Decoupling in Relational Databases

  • I agree with Gary's comments (and some of the others), as well. If this were the script to one of those 3 to 5 minute little movies that show people how to do something, people would be raving about how rapidly the verbal script got to the point. There are no spelling errors, it starts out by identifying a very common problem and the very well recognized solution, and is generally well written and easy to understand. This is an excellent introduction into "decoupling" and "bridge" tables (whatever you want to call either of those today ;-)) and I'm really surprised that more folks can't see the value of such simple and to-the-point articles especially as primers to newbies.

    I'll also state that one of the purposes for an article is to give people the chance to "cus'n'discuss" about such things so don't ever let that put you off.

    Well done, Tim. Keep up the good work and hope to see another primer such as this from you in the near future.

    --Jeff Moden


    RBAR is pronounced "ree-bar" and is a "Modenism" for Row-By-Agonizing-Row.
    First step towards the paradigm shift of writing Set Based code:
    ________Stop thinking about what you want to do to a ROW... think, instead, of what you want to do to a COLUMN.

    Change is inevitable... Change for the better is not.


    Helpful Links:
    How to post code problems
    How to Post Performance Problems
    Create a Tally Function (fnTally)

  • I had never heard of a 'bridge' table in my 30 years of relational database design and modeling.

    So I was surprised to see that the author, obviously a newcomer to relational databases, had not yet learned about normalization (illustrated painfully in his design with repeating groups), nor about intersection tables to resolve many-to-many table relationships.

    I do agree with one of the responders to this article that there's a "teachable moment" here, when he pointed out that the intersection table (aka 'bridge' table) should have a composite primary key of the two fk_keys, instead of a single surrogate key pk.

    Actually I have to throw a criticism here to our good friends at SqlServerCentral.com for allowing this article to be posted. I'm guessing the 90% of the readers of these articles are seasoned practitioners, but even the other 10% need to know the accepted tenets and nomenclature of relational databases. Quality control in order here?

    Marvin

  • marvin.elder (3/4/2010)


    Actually I have to throw a criticism here to our good friends at SqlServerCentral.com for allowing this article to be posted. I'm guessing the 90% of the readers of these articles are seasoned practitioners, but even the other 10% need to know the accepted tenets and nomenclature of relational databases. Quality control in order here?

    I'd have to disagree with Marvin here. All articles should be read in context of both their rating and linked discussion. You would NEVER get a article like this from a DBA. As a developer, I think Tim gave it the perspective akin to the one I wish some DBAs would give developers regading Data Access Layers. It is because these two pieces are often looked at in isolation that I have seen so many horrendous implementations.

    No to censorship. The freedom of this site gives it its valued diversity.

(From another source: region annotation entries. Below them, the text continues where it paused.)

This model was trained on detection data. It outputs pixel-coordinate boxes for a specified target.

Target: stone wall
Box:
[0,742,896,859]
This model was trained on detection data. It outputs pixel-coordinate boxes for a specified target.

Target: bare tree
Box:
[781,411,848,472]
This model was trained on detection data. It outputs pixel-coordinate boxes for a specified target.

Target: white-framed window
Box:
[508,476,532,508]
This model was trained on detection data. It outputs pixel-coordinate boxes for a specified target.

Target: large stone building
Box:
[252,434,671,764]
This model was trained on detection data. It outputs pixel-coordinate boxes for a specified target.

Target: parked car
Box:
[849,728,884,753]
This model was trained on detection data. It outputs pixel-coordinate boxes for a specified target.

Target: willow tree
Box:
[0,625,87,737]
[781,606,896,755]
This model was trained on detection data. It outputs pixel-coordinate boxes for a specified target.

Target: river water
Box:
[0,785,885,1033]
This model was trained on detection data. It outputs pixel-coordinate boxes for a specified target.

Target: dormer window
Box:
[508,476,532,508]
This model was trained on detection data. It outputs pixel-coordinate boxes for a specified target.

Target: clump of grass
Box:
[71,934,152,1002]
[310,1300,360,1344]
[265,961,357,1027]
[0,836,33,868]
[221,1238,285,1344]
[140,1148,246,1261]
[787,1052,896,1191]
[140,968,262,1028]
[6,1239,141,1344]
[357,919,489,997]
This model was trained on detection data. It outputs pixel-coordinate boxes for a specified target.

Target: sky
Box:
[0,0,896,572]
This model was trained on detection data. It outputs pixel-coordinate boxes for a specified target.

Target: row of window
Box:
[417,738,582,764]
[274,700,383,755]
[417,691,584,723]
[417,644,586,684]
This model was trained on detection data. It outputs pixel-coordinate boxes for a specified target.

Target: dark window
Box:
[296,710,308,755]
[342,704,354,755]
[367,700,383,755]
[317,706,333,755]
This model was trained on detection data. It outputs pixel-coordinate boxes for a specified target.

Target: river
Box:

    FYI I have no connection to SSC (beyond user/membership), Red Gate and I have never played rugby with Steve (Union I am assuming young man!!!).

    Gaz

    -- Stop your grinnin' and drop your linen...they're everywhere!!!

  • I might agree with Marvin's sentiment IF there were an accepted nomenclature for the concept addressed in the article. Yes, at a high level, it's just normalization. But when discussing the specifics of many to many relationships, there is no generally agreed upon name for them. "Decoupling" is maybe a bit unconventional, but actually makes quite a bit of sense; after all the process of normalization is really that of decoupling-or removing-functional dependencies in the data...

    Besides, as useful as SSC is, and has been over the years, anyone who has frequented it for any amount of time should realize that most of the articles are written by members of the community and as such, should not be considered "authoritative" which is not to say that they can't be useful or even quantifiably correct. Steve has always had more of an open door policy to contributions, which means that just about any lunatic can get published...;-)(speaking primarily of myself who used to be a fairly active author on SSC)

    /*****************

    If most people are not willing to see the difficulty, this is mainly because, consciously or unconsciously, they assume that it will be they who will settle these questions for the others, and because they are convinced of their own capacity to do this. -Friedrich August von Hayek

    *****************/

  • marvin.elder (3/4/2010)


    I had never heard of a 'bridge' table in my 30 years of relational database design and modeling.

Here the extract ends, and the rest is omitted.